First post – sorry if this is a dumb question:
I’m just trying out Cuda. I have a GT 240, spec’ed with 96 Cuda cores. I wanted to understand the basics of parallel execution before investing in something heavier.
I’m struggling a bit understanding the model of blocks, threads, cores, SMs, streams etc. So I tried a simple test to eliminate memory issues and get down to raw processing measurements. I wanted to understand the optimal configuration of blocks and threads per block, for my (GT 240) hardware, for a simple linear task that I can break into parallel chunks.
I’ve written a kernel that takes no parameters, and basically counts to 1,000,000 (adding the thread id so it has something to do) as a speed test.
global static void MyKernel()
{
const int tid = threadIdx.x;
int n;
int s=0;
for (n=0; n<=1000000; n++)
{
s+=tid;
}
}
If I run this as a single thread, on a single block – it takes about 200ms to run. Fine.
MyKernel<<<1,1>>>(); // = ~ 200 ms
If I keep a single thread per block, and increase the number of blocks, it doesn’t take much longer…
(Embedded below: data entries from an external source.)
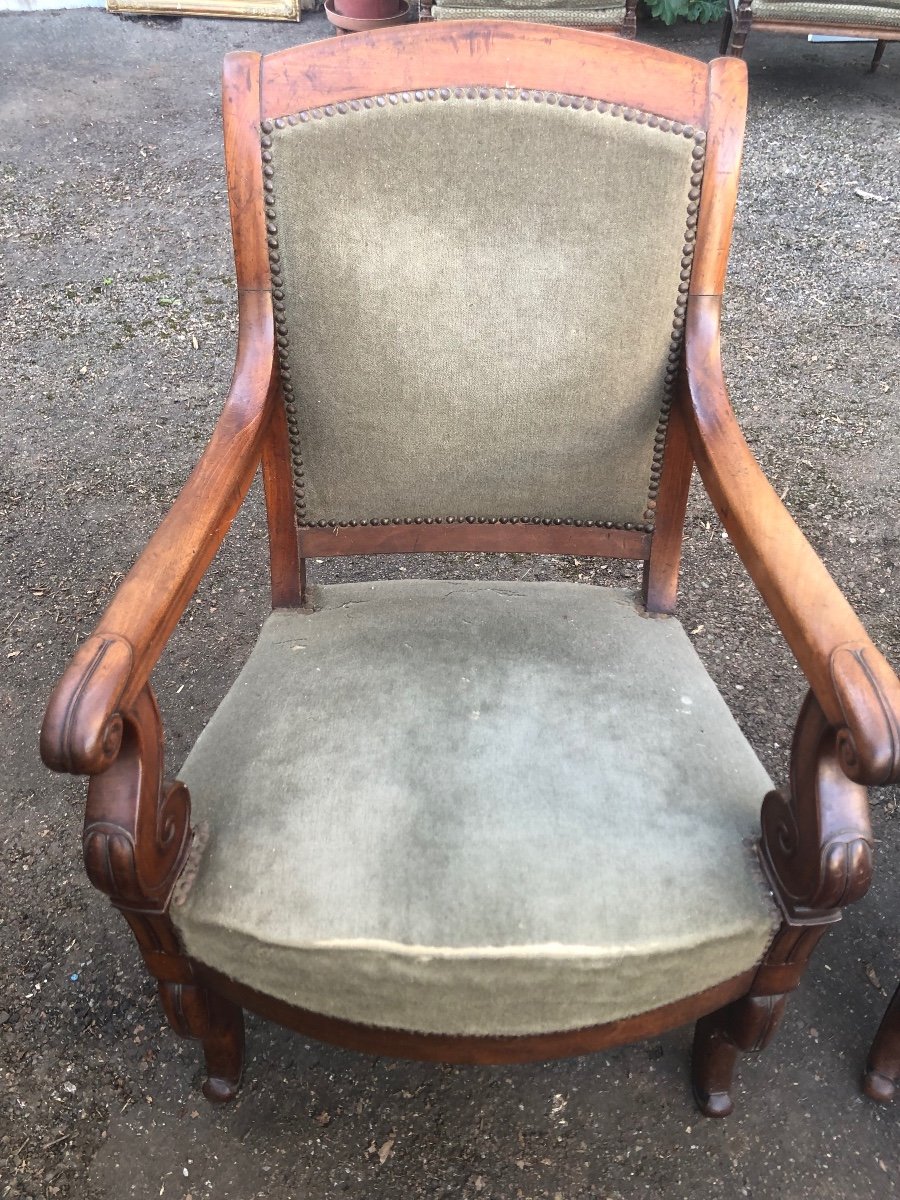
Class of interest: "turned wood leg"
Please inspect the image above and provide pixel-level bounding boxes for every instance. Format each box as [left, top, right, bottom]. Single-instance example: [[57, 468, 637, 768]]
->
[[863, 988, 900, 1104], [160, 983, 244, 1104]]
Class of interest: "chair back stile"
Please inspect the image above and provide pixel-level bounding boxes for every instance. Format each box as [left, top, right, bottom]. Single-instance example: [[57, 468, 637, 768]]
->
[[223, 22, 745, 611]]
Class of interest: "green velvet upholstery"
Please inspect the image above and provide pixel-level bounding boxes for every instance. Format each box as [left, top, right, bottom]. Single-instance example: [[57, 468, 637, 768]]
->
[[264, 92, 703, 524], [172, 582, 774, 1034], [751, 0, 900, 22], [431, 0, 625, 21]]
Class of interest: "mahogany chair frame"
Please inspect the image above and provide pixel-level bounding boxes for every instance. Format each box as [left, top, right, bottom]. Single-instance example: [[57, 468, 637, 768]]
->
[[41, 22, 900, 1116], [419, 0, 637, 37], [719, 0, 900, 73]]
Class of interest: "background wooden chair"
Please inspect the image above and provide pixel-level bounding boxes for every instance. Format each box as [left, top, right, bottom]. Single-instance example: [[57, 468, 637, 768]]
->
[[41, 23, 900, 1116], [720, 0, 900, 71], [419, 0, 637, 37]]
MyKernel<<<50,1>>>(); // = ~ 200 ms
Until I hit 97 blocks, and it takes twice the time
MyKernel<<<97,1>>>(); // = ~ 400 ms
Perfect. I have 96 cores, so it makes perfect sense that it can complete 96 kernel runs in parallel, then needs an extra run to complete number 97. Increasing the blocks further remains at ~ 400 ms until I hit 193 blocks, then it takes ~ 600 ms. All as expected.
At that point I’m patting myself on the back and making coffee.
The problem comes when I tested the opposite. Having a single block and increasing the number of threads per block.
MyKernel<<<1,1>>>(); // = ~ 200 ms
MyKernel<<<1,50>>>(); // = ~ 200 ms
MyKernel<<<1,100>>>(); // = ~ 210 ms
MyKernel<<<1,150>>>(); // = ~ 220 ms
MyKernel<<<1,200>>>(); // = ~ 240 ms
MyKernel<<<1,250>>>(); // = ~ 240 ms
MyKernel<<<1,300>>>(); // = ~ 260 ms
MyKernel<<<1,400>>>(); // = ~ 300 ms
MyKernel<<<1,512>>>(); // = ~ 360 ms
I’m now baffled why I seem to be able to complete 200 parallel runs in not much more time than a single run, and there is no apparent step change in timing as I hit 97 threads.
What’s going on? And how does this help me determine the optimal number of blocks and threads per block for this kind of task?
Charlie